East of the Blue Ridge

Chronicles of an On30 quarry railroad

Site Prep

Fascia Mockup

Eventually blocks were added to all the joists to support the fascia. Along the front of the Ariel Church and Horse Mountain sections of the layout, I approximated the height of the fascia at each joist and cut posts for each location.


I attached the posts to the joists temporarily, and tiled together a large piece of cardstock to create a pattern for the fascia.


Everything was taped and thumb tacked together in a flimsy fashion.


I sketched a profile line along the cardstock and trimmed it out. Then left it like that for a while to look at it over time.


The more I looked at the fascia mockup, the less I liked the places where it rose up high.


Over time I trimmed the peaks down lower and lower until I was happy with the profile.

Thinking about the Fascia

The 18 inch gauge tram for the talc dump crosses over the 30 inch gauge line. I felt like the time had come to get serious about the fascia.

My plan for the fascia is for it to be constantly curving, with the top edge constantly rising or dropping with the profile of the foreground scenery.

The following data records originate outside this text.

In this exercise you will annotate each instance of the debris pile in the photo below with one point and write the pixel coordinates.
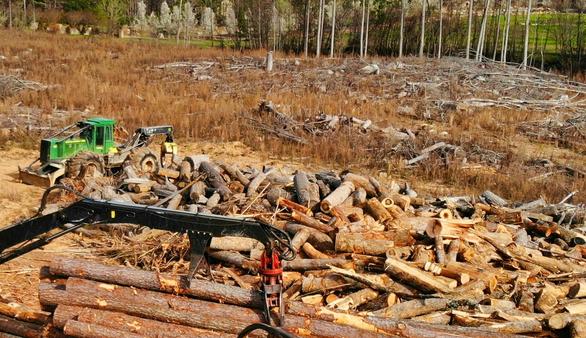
(11, 84)
(373, 259)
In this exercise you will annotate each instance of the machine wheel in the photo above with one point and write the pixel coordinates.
(144, 160)
(85, 164)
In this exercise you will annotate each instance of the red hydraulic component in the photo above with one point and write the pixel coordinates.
(272, 279)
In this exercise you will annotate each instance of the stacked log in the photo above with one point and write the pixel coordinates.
(378, 253)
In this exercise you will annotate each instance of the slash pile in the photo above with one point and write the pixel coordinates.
(373, 259)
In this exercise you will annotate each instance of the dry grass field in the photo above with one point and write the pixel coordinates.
(120, 79)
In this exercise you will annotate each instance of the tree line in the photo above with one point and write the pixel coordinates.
(539, 33)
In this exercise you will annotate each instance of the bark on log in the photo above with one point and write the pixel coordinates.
(337, 196)
(560, 321)
(578, 290)
(311, 222)
(197, 190)
(152, 305)
(255, 183)
(214, 179)
(21, 312)
(353, 300)
(320, 284)
(307, 193)
(414, 276)
(442, 318)
(285, 203)
(19, 328)
(372, 242)
(453, 249)
(236, 259)
(232, 243)
(381, 283)
(377, 210)
(207, 290)
(399, 328)
(412, 308)
(313, 253)
(361, 182)
(141, 326)
(74, 328)
(359, 198)
(315, 264)
(317, 238)
(299, 239)
(235, 173)
(578, 328)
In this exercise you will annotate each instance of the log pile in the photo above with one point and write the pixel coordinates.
(373, 256)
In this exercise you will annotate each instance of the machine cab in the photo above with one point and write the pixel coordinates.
(99, 134)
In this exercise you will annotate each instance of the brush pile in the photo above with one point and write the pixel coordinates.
(373, 259)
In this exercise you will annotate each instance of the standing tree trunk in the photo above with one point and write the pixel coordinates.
(439, 47)
(366, 30)
(527, 27)
(506, 36)
(319, 28)
(468, 41)
(333, 29)
(482, 35)
(402, 33)
(362, 29)
(422, 42)
(10, 14)
(498, 31)
(306, 42)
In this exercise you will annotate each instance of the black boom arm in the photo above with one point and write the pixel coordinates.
(20, 238)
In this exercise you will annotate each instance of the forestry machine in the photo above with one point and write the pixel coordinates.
(33, 233)
(88, 148)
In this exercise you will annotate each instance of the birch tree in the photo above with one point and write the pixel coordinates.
(468, 40)
(482, 35)
(527, 27)
(365, 53)
(306, 42)
(402, 30)
(362, 30)
(319, 28)
(422, 42)
(333, 29)
(506, 34)
(439, 47)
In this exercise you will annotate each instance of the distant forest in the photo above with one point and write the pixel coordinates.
(534, 33)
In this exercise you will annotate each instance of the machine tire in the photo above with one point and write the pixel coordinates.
(85, 164)
(144, 160)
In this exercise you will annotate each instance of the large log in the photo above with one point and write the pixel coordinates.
(72, 267)
(337, 196)
(397, 328)
(235, 173)
(413, 308)
(151, 305)
(141, 326)
(74, 328)
(311, 222)
(361, 182)
(307, 193)
(414, 276)
(299, 264)
(377, 210)
(214, 179)
(317, 238)
(178, 310)
(19, 328)
(21, 312)
(372, 242)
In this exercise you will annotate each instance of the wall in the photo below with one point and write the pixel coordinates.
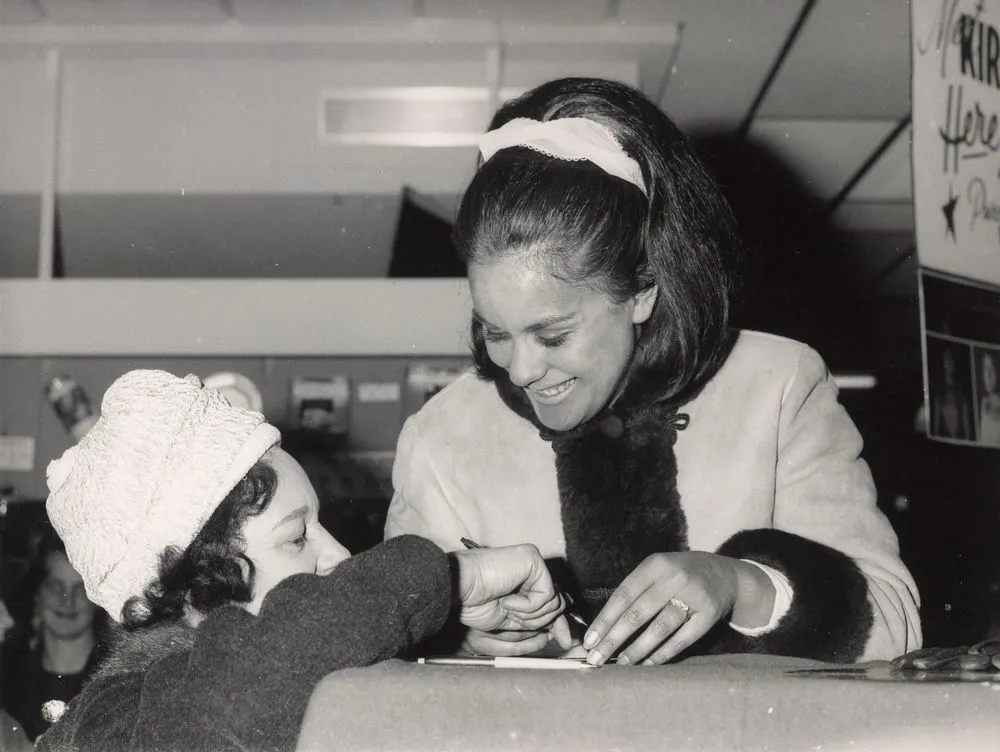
(373, 426)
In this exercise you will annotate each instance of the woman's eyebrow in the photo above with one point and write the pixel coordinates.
(299, 513)
(531, 328)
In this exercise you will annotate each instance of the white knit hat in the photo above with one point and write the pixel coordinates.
(163, 455)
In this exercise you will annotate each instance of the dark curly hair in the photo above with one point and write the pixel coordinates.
(213, 570)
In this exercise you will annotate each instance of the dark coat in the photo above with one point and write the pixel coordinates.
(242, 682)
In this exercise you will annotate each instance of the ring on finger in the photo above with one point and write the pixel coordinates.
(681, 606)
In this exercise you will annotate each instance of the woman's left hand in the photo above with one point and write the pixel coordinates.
(670, 600)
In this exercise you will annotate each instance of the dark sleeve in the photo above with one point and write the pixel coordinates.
(101, 717)
(251, 678)
(830, 617)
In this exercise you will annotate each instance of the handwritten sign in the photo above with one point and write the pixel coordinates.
(956, 190)
(956, 136)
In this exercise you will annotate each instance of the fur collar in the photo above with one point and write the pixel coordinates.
(137, 650)
(617, 479)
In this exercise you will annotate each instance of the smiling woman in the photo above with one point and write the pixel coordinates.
(701, 487)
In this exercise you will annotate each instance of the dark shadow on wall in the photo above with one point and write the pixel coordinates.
(798, 282)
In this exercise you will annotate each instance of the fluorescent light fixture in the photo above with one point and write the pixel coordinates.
(407, 115)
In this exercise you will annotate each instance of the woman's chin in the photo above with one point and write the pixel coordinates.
(556, 419)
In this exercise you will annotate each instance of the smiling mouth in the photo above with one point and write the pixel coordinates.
(553, 394)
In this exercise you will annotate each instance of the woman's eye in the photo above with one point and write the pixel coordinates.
(556, 341)
(494, 337)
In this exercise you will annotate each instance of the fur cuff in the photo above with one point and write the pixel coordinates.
(830, 618)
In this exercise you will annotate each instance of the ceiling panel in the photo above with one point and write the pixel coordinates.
(319, 11)
(19, 11)
(827, 153)
(576, 11)
(134, 11)
(726, 50)
(851, 58)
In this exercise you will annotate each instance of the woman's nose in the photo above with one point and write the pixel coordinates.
(331, 553)
(526, 365)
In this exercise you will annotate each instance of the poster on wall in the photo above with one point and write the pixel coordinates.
(956, 194)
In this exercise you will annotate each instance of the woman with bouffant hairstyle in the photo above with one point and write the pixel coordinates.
(701, 486)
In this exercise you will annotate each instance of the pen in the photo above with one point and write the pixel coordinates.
(569, 613)
(508, 662)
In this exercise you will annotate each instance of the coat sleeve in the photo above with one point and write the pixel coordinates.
(259, 673)
(853, 598)
(425, 501)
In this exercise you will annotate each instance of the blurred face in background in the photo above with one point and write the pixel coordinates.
(63, 607)
(989, 375)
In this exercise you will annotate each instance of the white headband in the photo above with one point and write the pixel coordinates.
(574, 139)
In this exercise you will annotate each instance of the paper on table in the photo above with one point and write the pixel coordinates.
(520, 661)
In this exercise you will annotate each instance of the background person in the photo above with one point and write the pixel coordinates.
(689, 476)
(989, 403)
(193, 528)
(951, 414)
(58, 649)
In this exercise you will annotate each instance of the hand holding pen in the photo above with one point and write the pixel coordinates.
(507, 594)
(534, 605)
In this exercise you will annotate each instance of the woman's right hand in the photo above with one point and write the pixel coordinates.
(509, 601)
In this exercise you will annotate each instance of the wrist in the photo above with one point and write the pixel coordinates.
(755, 593)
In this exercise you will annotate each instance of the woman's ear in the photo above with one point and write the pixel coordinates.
(642, 304)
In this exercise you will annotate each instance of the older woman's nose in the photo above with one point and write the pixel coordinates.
(527, 365)
(331, 553)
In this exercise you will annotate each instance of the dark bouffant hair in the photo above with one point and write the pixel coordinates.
(213, 570)
(579, 224)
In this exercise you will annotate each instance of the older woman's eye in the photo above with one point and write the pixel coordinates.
(493, 336)
(556, 341)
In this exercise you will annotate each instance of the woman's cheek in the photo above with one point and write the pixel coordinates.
(499, 354)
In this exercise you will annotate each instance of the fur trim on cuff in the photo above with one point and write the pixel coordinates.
(830, 618)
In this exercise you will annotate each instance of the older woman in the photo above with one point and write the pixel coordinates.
(195, 530)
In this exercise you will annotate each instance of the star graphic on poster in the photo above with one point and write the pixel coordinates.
(949, 212)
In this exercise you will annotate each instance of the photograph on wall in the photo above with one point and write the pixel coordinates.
(956, 196)
(961, 338)
(320, 405)
(424, 380)
(987, 361)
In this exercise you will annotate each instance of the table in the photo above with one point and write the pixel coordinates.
(734, 702)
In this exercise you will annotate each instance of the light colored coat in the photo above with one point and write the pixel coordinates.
(768, 446)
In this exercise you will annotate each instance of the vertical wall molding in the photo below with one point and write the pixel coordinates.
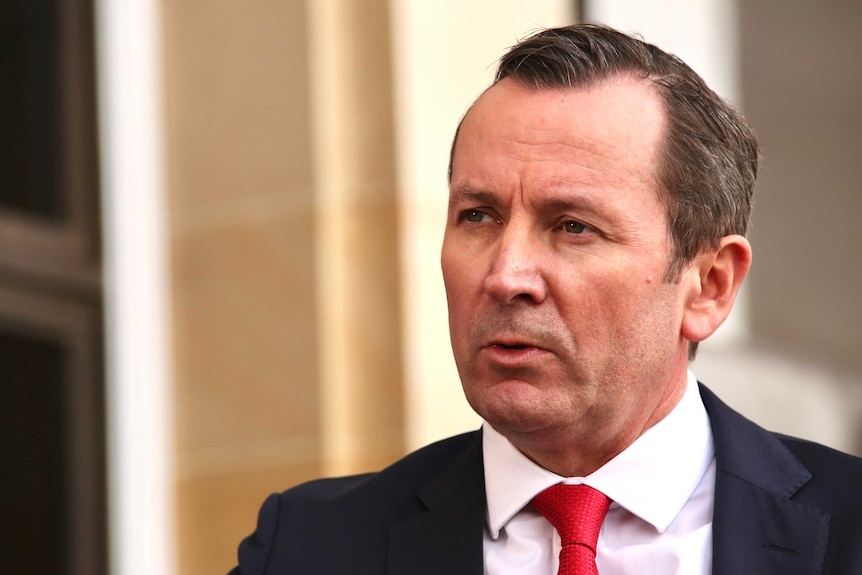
(138, 394)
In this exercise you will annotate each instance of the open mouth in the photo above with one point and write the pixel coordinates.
(515, 346)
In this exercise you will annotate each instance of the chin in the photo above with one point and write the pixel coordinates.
(513, 406)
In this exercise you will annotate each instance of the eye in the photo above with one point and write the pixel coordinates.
(476, 216)
(575, 227)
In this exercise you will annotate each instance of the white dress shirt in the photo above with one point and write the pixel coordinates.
(660, 521)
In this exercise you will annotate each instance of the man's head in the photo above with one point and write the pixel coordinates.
(580, 259)
(709, 153)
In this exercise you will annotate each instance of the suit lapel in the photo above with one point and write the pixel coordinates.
(447, 537)
(757, 527)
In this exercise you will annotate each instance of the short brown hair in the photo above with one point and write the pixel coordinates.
(709, 155)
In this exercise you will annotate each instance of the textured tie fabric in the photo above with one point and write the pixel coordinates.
(576, 512)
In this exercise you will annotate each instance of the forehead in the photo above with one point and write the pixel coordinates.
(609, 133)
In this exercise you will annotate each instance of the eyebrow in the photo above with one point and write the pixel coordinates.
(469, 194)
(553, 204)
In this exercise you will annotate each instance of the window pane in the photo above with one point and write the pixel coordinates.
(30, 160)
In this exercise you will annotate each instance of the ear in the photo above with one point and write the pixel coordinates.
(713, 279)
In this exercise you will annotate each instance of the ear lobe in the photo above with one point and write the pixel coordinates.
(715, 275)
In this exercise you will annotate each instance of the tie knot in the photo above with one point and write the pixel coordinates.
(575, 511)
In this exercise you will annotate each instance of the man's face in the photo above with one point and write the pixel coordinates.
(554, 258)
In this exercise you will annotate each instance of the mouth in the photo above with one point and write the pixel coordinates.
(512, 353)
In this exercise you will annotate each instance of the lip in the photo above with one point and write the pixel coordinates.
(512, 353)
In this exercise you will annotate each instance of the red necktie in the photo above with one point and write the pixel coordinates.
(576, 512)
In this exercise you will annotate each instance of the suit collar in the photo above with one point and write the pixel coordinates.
(757, 527)
(447, 537)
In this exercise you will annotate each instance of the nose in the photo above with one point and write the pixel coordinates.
(515, 273)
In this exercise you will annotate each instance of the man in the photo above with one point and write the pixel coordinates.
(599, 198)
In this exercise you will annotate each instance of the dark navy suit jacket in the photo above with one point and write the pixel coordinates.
(783, 506)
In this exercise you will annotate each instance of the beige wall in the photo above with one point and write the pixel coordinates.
(251, 282)
(288, 215)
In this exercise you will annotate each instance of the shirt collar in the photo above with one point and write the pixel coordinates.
(652, 478)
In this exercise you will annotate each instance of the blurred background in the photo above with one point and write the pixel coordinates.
(219, 232)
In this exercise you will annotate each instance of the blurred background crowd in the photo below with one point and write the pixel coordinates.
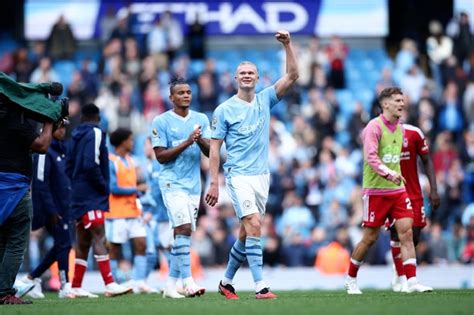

Way back when I built the benchwork for the layout, I cut the joists to the length I estimated necessary to support the fascia, at an angle approximating the angle of the fascia at that point.


A butt joint connection to the end of a 1 by 4 joist was not going to provide adequate support for the fascia, but that was not a problem I had to deal with back then. Now the time had come to deal with it. I decided to add small blocks to the top and bottom of each joist to turn them into I-beams with more surface area for making a connection.


Adding blocks to each joist was a severe test for my clamp inventory. But now the joists provide better connection points for firring strip posts that will in turn support the fascia.

precut blocks wait for clamps to be freed up so they can be attached to joists

Planning for Talc - 2

One thing is leading to another around the talc dump. I felt like I needed to have a better idea of the arrangement of the buildings before proceeding with the scenery.


Since many of the talc dump buildings were to be connected by the On18 tram, I built a section of right of way. Since the tram will not actually run, all track components including the roadbed itself are styrene. I used Grandt Line 18 inch sectional mining track as a guide for gauge, crosstie placement and length.


Using sheet styrene for roadbed will allow the tram tracks to undulate along the uneven surface of the ground at the dump site.


I mocked up a suitable arrangement of buildings for the scene.


With the arrangement of the buildings determined, I was comfortable with the idea of continuing with base scenery to the left of the talc dump.


Rather than use Gypsolite to cover the plaster cloth on this hill, I tried Fusion Fiber. I found it to be very easy to use with easy cleanup. The ground surface is not as brittle or prone to cracking.